Credit Transfer Issues:
Course Name/Rating:

Elementary Turkish for Foreigners I

Course Department: Turkish Language & Literature
Instructor: Bilgen Erdem
Instruction Language: Turkish
Comments: Bilgen is amazing. Everything about this course was great. Do I have a great knowledge of Turkish? No. But, I did learn enough to get by. The course moved about as quickly as it could, given that it met twice a week. Standards were clear on exams. Bilgen provided great feedback and she's really a sweetheart. Future program participants will be lucky to also have Bilgen Erdem.
Credit Transfer Issues:
Course Name/Rating:

Special Topics: Readings on Law in Classical Athens

Course Department: History
Instructor: Kyriaki Konstantinidou
Instruction Language: English, Ancient Greek
Comments: This course was incredibly challenging and about a year above my level in Ancient Greek, but Kyriaki is fantastic.
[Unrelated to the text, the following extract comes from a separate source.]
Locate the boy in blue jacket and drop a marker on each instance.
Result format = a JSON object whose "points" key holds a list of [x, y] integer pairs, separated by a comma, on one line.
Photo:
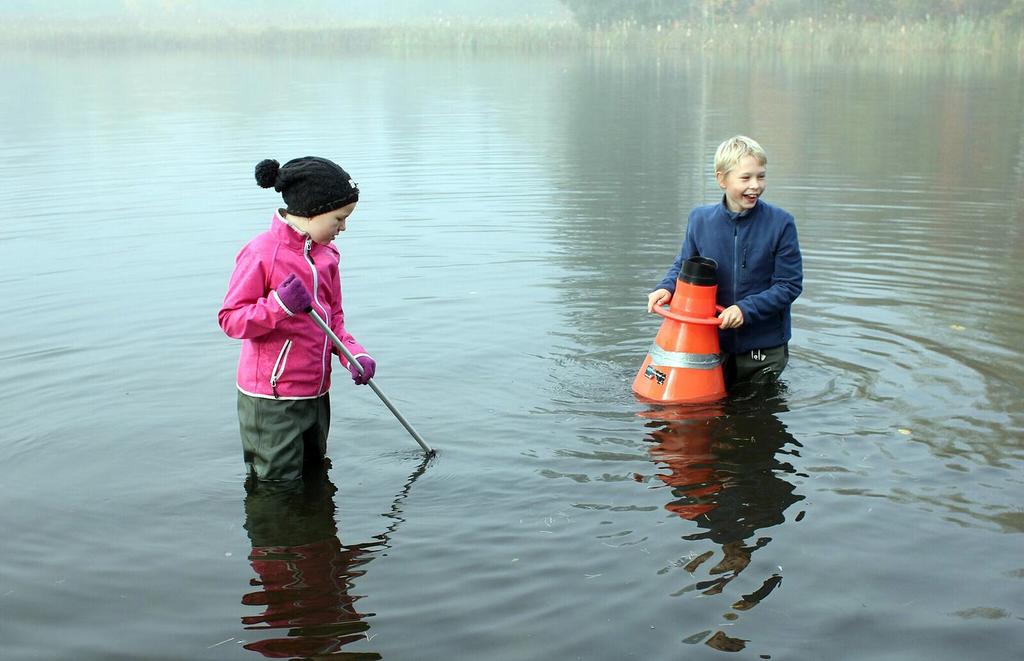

She's very easy to reach by email, seemingly at all hours of the days. She's super responsive and incredibly helpful and supportive. I feel that I learned a ton. Also, our discussions were fascinating and I always left class still debating in my head what we discussed. We essentially did a gender studies class by translating and discussing Ancient Greek oratory. Wow. It was awesome.
Credit Transfer Issues:
Course Name/Rating:

Issues in Turkish Foreign Policy

Course Department: Political Science and International Relations
Instructor: Gun Kut
Instruction Language: English
Comments: This course was quite engaging, and the material we discussed was mostly new to me. This course definitely helped my cultural immersion and taught me, a news junkie, about Turkey's place in the international system of states. I think that I will understand discussions on regional issues much better in the future. That said, each week we had a presentation essentially on a Wikipedia article by students in the course. He didn't do much of the teaching, but instead added commentary to clarify people's presentations. The final paper is a mystery to me as he refused over and over again to give us any information about it. He's also not easy to reach by email. Overall, good course though.